Het Chinese contract is stukken transparanter dan de contracten die Congo voorheen met Westerse mijnmaatschappijen afsloot. De rente die de Chinezen aanrekenen is lager dan wat Westerse banken voor gelijkaardige leningen aanrekenen. De gratis deelname van de Kongolese overheid in de joint venture is dan weer hoger dan in contracten met Westerse mijnfirma’s. Er worden geen belastingen betaald maar de winsten van de joint venture worden zwaar afgeroomd (in het begin 85%) om de infrastructuur terug te betalen en nadien krijgt de Congolese staat er nog altijd 32% van; dat staat gelijk aan een fikse belasting. De geplande winstvoet van 19% kan hoog lijken, maar die van andere mijncontracten werden niet bekendgemaakt en de enkele die we onrechtstreeks wel kennen liggen een stuk hoger; gezien het risico van mijnprojecten en van werken in Congo is een vooruitzicht van 19% niet overdreven; het risico is er wel degelijk, er zijn immers mijnmaatschappijen die failliet gaan; de Chinese regering heeft overigens het akkoord nog altijd niet definitief goedgekeurd, vermoedelijk proberen ze nog steeds de risico’s correct in te schatten.
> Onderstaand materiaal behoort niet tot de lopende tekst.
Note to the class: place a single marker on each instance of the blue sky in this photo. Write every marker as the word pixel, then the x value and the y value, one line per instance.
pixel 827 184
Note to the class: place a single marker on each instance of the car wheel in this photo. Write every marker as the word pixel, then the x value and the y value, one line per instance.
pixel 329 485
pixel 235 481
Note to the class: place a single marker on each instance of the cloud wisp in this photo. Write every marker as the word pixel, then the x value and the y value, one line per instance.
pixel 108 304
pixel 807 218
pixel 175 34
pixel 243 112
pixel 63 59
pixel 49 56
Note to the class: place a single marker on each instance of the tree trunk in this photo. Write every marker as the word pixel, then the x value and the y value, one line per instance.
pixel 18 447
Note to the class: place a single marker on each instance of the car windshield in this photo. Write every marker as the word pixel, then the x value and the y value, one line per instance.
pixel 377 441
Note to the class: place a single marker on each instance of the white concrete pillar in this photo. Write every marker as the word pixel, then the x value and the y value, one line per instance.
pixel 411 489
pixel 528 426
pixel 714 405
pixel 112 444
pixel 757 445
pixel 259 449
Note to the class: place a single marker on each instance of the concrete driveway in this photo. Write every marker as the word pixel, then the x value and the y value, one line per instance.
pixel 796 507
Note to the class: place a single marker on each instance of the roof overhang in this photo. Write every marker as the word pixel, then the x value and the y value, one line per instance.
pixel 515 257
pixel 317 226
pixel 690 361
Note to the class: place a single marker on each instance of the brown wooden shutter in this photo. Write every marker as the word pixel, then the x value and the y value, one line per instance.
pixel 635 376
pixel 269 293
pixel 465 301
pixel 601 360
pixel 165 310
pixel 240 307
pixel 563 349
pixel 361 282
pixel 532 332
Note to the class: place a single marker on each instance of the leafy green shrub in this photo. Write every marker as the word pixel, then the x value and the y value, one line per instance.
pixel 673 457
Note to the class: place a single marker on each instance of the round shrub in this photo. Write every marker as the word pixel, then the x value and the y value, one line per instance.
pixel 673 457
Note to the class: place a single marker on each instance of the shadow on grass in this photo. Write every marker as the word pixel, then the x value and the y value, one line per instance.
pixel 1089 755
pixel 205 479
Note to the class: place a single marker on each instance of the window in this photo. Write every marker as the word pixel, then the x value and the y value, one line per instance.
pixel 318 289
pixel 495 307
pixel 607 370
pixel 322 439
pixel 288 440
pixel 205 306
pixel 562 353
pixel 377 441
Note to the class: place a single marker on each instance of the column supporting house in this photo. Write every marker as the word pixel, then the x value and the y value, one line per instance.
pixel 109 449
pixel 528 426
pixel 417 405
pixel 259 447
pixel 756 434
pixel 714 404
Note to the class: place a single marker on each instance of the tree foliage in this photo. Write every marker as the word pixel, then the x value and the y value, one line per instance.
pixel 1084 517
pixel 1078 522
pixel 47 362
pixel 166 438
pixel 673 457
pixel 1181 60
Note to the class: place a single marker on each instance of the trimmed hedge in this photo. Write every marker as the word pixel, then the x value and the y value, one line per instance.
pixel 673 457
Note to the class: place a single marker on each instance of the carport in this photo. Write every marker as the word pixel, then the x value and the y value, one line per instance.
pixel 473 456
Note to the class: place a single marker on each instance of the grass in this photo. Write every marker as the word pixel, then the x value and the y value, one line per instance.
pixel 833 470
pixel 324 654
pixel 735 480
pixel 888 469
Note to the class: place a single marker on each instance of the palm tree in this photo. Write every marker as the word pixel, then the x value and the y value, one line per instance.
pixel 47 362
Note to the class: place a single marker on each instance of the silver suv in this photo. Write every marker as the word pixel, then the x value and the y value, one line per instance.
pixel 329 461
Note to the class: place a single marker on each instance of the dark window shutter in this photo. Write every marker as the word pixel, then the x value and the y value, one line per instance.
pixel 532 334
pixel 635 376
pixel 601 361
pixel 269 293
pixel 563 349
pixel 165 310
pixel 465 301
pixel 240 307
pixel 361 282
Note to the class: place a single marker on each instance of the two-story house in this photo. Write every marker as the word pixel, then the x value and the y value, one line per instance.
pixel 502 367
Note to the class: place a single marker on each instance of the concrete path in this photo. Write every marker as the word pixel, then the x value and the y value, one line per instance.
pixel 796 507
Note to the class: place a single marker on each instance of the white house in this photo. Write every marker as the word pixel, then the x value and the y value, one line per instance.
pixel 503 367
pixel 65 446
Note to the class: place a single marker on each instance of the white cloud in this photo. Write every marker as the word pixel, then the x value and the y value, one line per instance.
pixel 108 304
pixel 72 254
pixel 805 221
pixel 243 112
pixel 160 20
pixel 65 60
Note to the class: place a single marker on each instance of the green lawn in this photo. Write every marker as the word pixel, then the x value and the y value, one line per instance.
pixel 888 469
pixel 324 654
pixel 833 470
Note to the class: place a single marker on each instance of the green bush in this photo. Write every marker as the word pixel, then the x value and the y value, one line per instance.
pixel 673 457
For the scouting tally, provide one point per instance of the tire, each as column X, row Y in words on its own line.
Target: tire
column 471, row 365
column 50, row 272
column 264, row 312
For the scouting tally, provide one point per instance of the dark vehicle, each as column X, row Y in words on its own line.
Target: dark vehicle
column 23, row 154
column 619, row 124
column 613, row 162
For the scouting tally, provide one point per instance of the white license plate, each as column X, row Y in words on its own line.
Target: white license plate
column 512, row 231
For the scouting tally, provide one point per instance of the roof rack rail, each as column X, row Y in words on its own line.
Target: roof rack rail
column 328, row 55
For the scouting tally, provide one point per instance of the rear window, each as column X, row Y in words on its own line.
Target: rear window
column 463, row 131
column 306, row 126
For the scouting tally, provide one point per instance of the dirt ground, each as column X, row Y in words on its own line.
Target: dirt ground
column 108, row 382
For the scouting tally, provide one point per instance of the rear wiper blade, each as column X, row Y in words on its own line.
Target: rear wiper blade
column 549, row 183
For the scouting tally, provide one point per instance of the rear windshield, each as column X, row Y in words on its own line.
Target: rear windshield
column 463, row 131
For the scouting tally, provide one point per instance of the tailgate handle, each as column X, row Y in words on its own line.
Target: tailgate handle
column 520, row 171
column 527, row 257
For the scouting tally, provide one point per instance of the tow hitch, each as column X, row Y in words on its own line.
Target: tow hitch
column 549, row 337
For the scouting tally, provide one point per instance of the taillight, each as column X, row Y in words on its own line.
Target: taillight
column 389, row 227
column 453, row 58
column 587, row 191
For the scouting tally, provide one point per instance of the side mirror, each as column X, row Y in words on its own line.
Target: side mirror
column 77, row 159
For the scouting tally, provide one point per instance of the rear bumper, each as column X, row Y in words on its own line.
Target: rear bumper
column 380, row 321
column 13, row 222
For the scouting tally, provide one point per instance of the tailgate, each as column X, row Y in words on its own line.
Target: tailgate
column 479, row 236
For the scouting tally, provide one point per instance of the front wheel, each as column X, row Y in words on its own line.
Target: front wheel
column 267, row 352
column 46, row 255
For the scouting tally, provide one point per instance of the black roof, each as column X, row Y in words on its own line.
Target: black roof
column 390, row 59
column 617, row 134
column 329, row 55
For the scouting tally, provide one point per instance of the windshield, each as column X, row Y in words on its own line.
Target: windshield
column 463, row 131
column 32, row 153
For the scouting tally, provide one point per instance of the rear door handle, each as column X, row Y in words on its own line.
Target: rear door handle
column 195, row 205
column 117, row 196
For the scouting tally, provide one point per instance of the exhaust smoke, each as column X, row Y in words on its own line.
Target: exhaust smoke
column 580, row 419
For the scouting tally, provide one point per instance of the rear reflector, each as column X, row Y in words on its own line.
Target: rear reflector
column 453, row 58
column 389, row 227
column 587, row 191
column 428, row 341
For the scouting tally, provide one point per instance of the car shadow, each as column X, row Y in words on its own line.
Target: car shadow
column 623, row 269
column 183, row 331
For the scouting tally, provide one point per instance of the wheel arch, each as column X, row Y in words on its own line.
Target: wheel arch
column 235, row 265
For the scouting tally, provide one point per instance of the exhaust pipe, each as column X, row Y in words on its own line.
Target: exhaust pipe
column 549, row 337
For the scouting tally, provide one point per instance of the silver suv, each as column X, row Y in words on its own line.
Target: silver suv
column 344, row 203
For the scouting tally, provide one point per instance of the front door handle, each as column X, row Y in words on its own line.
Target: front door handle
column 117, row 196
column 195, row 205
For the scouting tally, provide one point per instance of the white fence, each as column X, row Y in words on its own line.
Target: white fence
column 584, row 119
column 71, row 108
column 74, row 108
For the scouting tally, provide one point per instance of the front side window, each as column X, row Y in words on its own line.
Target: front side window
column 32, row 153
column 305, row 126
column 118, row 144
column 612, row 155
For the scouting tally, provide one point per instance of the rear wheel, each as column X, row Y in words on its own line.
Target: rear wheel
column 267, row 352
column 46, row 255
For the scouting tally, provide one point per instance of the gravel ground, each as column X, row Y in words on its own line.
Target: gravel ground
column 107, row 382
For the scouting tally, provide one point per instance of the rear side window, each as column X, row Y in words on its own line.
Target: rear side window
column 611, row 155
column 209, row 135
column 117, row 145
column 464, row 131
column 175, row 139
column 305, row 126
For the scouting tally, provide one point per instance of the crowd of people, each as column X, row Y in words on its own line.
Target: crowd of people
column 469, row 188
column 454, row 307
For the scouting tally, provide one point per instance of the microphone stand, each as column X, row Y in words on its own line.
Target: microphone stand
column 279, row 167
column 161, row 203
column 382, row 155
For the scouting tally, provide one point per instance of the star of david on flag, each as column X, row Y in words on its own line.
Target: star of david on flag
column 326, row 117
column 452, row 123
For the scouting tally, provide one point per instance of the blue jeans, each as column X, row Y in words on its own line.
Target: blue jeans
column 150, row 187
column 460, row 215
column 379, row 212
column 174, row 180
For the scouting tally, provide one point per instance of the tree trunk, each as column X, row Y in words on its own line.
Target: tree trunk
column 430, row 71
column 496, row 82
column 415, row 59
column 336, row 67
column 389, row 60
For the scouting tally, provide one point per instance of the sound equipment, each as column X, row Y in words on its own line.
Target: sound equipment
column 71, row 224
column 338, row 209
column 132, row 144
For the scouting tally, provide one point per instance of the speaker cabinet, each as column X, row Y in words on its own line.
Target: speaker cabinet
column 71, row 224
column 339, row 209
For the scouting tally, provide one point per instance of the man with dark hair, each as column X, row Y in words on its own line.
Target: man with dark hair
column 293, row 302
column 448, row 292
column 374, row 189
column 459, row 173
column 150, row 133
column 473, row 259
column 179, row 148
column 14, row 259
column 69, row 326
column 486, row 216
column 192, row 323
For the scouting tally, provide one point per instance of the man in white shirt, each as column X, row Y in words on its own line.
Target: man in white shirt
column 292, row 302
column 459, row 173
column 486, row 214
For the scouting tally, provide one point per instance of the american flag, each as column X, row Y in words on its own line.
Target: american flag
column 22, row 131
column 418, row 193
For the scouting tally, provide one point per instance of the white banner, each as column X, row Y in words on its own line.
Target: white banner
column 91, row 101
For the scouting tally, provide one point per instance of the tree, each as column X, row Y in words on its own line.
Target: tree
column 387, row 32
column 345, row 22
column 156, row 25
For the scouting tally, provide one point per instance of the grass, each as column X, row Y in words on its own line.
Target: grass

We spreken dus wel degelijk van winst voor Congo: het was hoe dan ook verplicht met buitenlandse partijen scheep te gaan om uit het moeras te geraken, en het contract met China is voor Congo substantieel gunstiger dan akkoorden met Westerse maatschappijen. Het IMF is erin geslaagd het risico dat de Congolese staat opnieuw in de schuld geraakt indien het mijnproject volledig zou mislukken, fel te verminderen; dat is positief voor de Westerse bankiers die nog schulden van Kongo willen terugbetaald krijgen, maar Kongo krijgt daardoor wel voor 3 miljard minder infrastructuur van de Chinezen; het is dus niet zeker dat het globale plaatje van de IMF-interventie voor Congo wel positief is.